Humanity fails. At the same time, it succeeds. This pattern is sequential and coinciding.
“Obviously, some part of us loves feeling 1) right and 2) wronged. But outrage is like a lot of other things that feel good but, over time, devour us from the inside out.
Except it’s even more insidious than most vices because we don’t even consciously acknowledge it’s a pleasure.
We prefer to think of it as a disagreeable but fundamentally healthy reaction to negative stimuli, like pain or nausea, rather than admit that it’s a shameful kick we eagerly indulge again and again, like compulsive masturbation.”
As soon as I was exposed, I was hooked.
It was there to get me the answers…to solve a problem by the simple start of guessing at why something was happening and then trying to prove it with a detailed protocol, documenting everything along the way. It was all so functional (and it helped me focus my scattered brain)

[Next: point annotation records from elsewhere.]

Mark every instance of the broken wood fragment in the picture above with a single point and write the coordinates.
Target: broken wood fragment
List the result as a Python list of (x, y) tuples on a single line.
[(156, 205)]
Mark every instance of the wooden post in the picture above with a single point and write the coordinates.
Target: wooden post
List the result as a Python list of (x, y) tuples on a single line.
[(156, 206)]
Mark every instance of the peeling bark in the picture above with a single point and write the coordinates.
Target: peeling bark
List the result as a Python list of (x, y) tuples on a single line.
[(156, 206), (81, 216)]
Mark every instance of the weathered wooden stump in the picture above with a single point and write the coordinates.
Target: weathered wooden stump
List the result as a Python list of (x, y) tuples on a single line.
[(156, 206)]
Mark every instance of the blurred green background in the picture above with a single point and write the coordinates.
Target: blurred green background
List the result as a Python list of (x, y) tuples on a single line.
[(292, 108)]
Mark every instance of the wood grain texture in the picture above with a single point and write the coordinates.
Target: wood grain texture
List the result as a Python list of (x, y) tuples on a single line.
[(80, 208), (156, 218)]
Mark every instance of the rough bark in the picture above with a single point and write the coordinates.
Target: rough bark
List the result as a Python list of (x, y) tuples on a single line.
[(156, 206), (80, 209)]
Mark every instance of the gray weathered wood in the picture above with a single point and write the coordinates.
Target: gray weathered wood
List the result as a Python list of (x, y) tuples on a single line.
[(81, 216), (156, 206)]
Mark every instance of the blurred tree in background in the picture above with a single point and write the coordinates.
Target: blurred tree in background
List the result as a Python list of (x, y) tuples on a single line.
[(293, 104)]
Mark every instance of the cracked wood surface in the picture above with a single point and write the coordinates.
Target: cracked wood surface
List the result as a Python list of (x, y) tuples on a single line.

Science. Even considering the imperfect human application of it by scientists, with their biases and competitiveness, science will slowly discover the underlying reality of life. After more and more results, opinions and biases are squashed, pounded down by waves of unrelenting discoveries. Not statistics, which can be used to manipulate a perspective towards a biased agenda, but actual experiment-driven results.
Science simplifies things from the ego-muddled human mind. It drags us along with its data regardless of favoritism or money-influences. Its story changes as we discover things. It doesn’t use dogma to force any truth upon our life. In fact, it leaves truth to be found by ourselves.
Science makes no claims to truth.
Science is a continual process of learning and revision: Guess, test, results, conclusion. Then repeat. As for Truth…the truth about living, the meaning in your life…these human truths are left to us.
The terrifying question of Why?
Why are we here? After all the discoveries of the natural world around us, this question leaves us naked and exposed. No matter how much we learn about the world, we will always be left to ponder the meaning of our life in it.
Science doesn’t care about our feelings, but in the end, our feelings will determine whether our life means anything, and how to spend this short time we are alive.
“You should put them online to share.”
“Why?” she replied.
“To share,” I said, surprised at the question. “There are people who would love to see your stuff, it’s unique, the colors are fresh..you have a great style.”
“I don’t want to put them online. That’s weird,” she said.
I knew she was shy, but I wanted her to open up, and this would be a great way for her to see how she could be widely appreciated.
“It’s easy,” I said.
“I don’t want to share my stuff. It’s for me.” she said.
We haven’t communicated in a long time. But I am happy today, because today I saw her art. Online. She had begun to share herself.
She had stopped hiding, and started becoming an inspiration.
An inspiration for others to share themselves, too, despite their fears.
In the future, scholars will study and hypothesize the downfall of the United States.
Was it stretching themselves too thin, in military endeavors around the world? Or was it the Federal Reserve, which encouraged careless spending and unstable growth in our market?
It may be many causes, but at root they will find two main culprits…
Cheese and corn syrup.
It was them that dulled minds and bodies. With bellies fed, the fire was quenched, and others who were more hungry would take over the world.
“The top 10% have hundreds of billions in wealth, but it would only take hundreds of millions to cover the health insurance of all the uninsured,” she told me. She was grading papers. She was an instructor at Antioch College. She had told me the plagiarism of ideas in the papers was abhorrent.
“Wow,” I said, “if that’s true, I’d support moving that wealth around somehow.” I went on, “I would like to see the breakdown though…Who has how much of the wealth in the top 10%. And where is their wealth…”
She got an impatient look on her face, “You can look this stuff up. It’s out there. Do some research.”
My irritation flared up, and I grew impatient, too… but I checked it, reminding myself she was an academic and her experience was probably more from published data, and less from real-world data. And anyway, what good would my impatience get? I wanted to learn, not get into an argument.
“Shoot me some links on that,” I said. “Ok,” she said, but sounded more bothered by my ignorance.
I soldiered on, wanting to share my inclinations, “I’d rather focus on helping people, to empower them to be able to pay for health insurance themselves.”
“That’s kind of naive,” she said.
The comment did not cut deep, since by this point I was getting accustomed to her authoritative style. In addition, I was on my third beer.
She left after a few minutes. I gave her my contact info, to get the data from her.
Then I sat thinking for awhile. She was cute. I liked her passion. I wish I had steered the conversation away from the generalities of politics and sociology, and more about her.
I finished the last of my beer and thought, “There are really two kinds of people in the world. There are the ones who want to focus more on empowering people. And there are others who want to focus more on empowering the institution to help people. One is about giving power to the individual, while the other is about taking power and decision-making from the individual.”
Satisfied in my conclusion, I got the attention of the bartender, “Cash me out please.”
I gathered my things to go home, and found myself feeling regret.
Although I had solidified my philosophy, I had missed an opportunity to truly get to know another human being. And that misplay went against the very essence of my philosophy.